Susan bit into a fat-filled cookie. “No. I wondered where they were.”
“Adrian will be here through the next week. He apologized over and over for not coming with Olivia, but I told him I understood. Running a big company has to be both exciting and frustrating.” Adrian Gaston made a fortune by perfecting a special plastic packaging. Starting with two other workers, his factory had expanded to 650. His product was used by almost every food service, shipper, and supermarket in the eastern United States.
“An amazing man.” Harry admired anyone who started their own business, whether it was an artisan cabinetmaker or someone who made it big like Adrian.
“Olivia.” Trudy paused. “So many gentlemen callers, as my mother would say. That girl would walk into a room and men would trail her like ducklings.” She smiled. “Rennie wasn’t a wallflower by a long shot, but Olivia has that magnetic personality. Well, Ginger had it.”

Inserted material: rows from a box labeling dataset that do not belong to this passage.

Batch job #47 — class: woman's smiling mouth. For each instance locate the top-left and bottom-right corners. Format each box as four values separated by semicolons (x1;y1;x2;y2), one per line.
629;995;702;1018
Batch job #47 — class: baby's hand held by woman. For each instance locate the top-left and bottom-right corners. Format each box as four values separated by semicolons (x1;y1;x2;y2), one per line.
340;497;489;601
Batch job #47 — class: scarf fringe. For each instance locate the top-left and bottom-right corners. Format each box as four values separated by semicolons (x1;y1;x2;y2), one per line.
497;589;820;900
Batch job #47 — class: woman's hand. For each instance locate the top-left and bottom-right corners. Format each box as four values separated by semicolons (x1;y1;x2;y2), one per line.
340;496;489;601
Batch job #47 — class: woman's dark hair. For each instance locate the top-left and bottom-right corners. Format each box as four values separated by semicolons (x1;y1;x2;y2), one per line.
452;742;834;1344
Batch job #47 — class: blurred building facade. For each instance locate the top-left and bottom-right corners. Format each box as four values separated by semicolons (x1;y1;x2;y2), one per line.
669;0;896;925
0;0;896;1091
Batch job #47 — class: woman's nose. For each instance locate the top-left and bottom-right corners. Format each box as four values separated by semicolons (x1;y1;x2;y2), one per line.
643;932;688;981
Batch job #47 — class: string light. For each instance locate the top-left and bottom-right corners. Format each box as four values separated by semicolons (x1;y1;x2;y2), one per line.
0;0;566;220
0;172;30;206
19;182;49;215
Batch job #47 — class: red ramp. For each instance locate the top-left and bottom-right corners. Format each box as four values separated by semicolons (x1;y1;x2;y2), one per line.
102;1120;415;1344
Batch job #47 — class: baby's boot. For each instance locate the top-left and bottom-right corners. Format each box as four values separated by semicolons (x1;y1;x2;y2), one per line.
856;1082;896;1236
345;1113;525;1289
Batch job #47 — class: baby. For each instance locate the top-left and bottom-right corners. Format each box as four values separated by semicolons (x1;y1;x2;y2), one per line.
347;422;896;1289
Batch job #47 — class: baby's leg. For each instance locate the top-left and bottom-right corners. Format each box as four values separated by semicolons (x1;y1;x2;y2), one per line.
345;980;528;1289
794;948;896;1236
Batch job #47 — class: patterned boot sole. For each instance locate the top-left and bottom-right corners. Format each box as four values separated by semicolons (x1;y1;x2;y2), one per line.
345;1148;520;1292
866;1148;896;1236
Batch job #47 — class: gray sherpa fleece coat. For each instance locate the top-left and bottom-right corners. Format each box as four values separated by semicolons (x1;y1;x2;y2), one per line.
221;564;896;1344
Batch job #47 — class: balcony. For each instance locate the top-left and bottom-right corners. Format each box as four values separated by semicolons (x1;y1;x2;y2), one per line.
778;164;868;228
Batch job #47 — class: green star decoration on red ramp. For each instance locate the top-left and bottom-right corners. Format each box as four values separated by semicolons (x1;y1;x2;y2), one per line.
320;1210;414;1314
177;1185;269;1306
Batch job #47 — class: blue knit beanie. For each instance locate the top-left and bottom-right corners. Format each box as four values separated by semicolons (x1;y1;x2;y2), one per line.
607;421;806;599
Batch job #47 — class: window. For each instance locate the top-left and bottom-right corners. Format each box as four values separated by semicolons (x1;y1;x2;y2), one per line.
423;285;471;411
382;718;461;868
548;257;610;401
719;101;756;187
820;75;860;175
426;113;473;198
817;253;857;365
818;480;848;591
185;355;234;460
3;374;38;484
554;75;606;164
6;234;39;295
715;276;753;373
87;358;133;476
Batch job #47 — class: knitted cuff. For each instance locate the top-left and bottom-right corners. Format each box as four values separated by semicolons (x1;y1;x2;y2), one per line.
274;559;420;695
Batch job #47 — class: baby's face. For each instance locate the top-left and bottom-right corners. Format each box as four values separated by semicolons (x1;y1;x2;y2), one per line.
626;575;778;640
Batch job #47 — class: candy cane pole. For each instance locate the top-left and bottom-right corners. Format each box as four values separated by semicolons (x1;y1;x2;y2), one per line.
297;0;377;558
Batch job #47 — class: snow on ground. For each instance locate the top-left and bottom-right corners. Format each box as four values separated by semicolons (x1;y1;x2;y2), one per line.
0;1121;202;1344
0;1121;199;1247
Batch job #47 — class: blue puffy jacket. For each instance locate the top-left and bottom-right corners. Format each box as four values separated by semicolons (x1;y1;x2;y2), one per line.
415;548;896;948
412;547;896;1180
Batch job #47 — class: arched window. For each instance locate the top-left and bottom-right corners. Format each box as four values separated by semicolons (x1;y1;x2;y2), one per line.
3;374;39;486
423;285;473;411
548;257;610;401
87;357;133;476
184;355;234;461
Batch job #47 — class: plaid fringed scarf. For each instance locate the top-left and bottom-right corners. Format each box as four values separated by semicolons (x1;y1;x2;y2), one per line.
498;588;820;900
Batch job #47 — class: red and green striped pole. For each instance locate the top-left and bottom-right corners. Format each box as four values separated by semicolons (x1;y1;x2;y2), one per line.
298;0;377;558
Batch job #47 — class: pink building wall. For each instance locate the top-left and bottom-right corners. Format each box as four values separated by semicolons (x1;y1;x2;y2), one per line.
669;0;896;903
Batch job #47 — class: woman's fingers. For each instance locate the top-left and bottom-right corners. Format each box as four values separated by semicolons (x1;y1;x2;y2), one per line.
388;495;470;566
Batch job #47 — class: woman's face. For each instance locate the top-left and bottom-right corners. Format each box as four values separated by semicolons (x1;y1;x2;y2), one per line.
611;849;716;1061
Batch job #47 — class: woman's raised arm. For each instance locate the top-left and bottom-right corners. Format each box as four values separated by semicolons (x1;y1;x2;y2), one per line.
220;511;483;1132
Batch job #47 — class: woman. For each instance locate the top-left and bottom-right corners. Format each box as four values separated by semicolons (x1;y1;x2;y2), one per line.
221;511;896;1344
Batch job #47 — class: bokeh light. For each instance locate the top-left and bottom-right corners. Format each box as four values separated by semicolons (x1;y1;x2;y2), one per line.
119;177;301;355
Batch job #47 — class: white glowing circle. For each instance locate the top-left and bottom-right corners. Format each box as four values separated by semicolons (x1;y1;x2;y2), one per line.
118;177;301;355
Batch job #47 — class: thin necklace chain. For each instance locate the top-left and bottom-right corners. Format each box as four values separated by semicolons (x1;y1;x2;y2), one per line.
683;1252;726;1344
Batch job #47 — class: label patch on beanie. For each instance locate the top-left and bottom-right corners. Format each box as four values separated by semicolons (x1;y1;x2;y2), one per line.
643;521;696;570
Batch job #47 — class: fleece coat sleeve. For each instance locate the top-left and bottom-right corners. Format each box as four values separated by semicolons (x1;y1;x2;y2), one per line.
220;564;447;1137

“In spades.” Susan smiled.
Trudy was solemn for a moment. “Thank you for the crepe myrtles, for spending some time with Olivia, and most of all for not coming around here with long faces just oozing sympathy.”
“It was terrible,” said Susan. “It’s still terrible, but, well—” She considered her words carefully. “People think that’s the right thing to do. And really, how does one express sympathy? You’re such a positive and strong woman, but others need all the props. Maybe I shouldn’t say props ?”
Trudy waved her hand, Tucker and Owen intently focusing on every move just in case any food fell. “For some people, it’s the one time they get to be the center of attention. Their marriage, the birth of their children, and then passing. Personally, I don’t want to be the center of attention.” She stopped then, and with clarity and some volume, said, “What I want is an answer!”
“Yes. Everyone who loved Ginger wants that.” Susan sank in her chair a bit, tired from the physical labor and everything else.
“The sheriff and that nice deputy, your neighbor, Harry, were very sensitive. They asked questions the day he was killed, and they’ve come back. You don’t realize how good a public servant is until you need him or her.”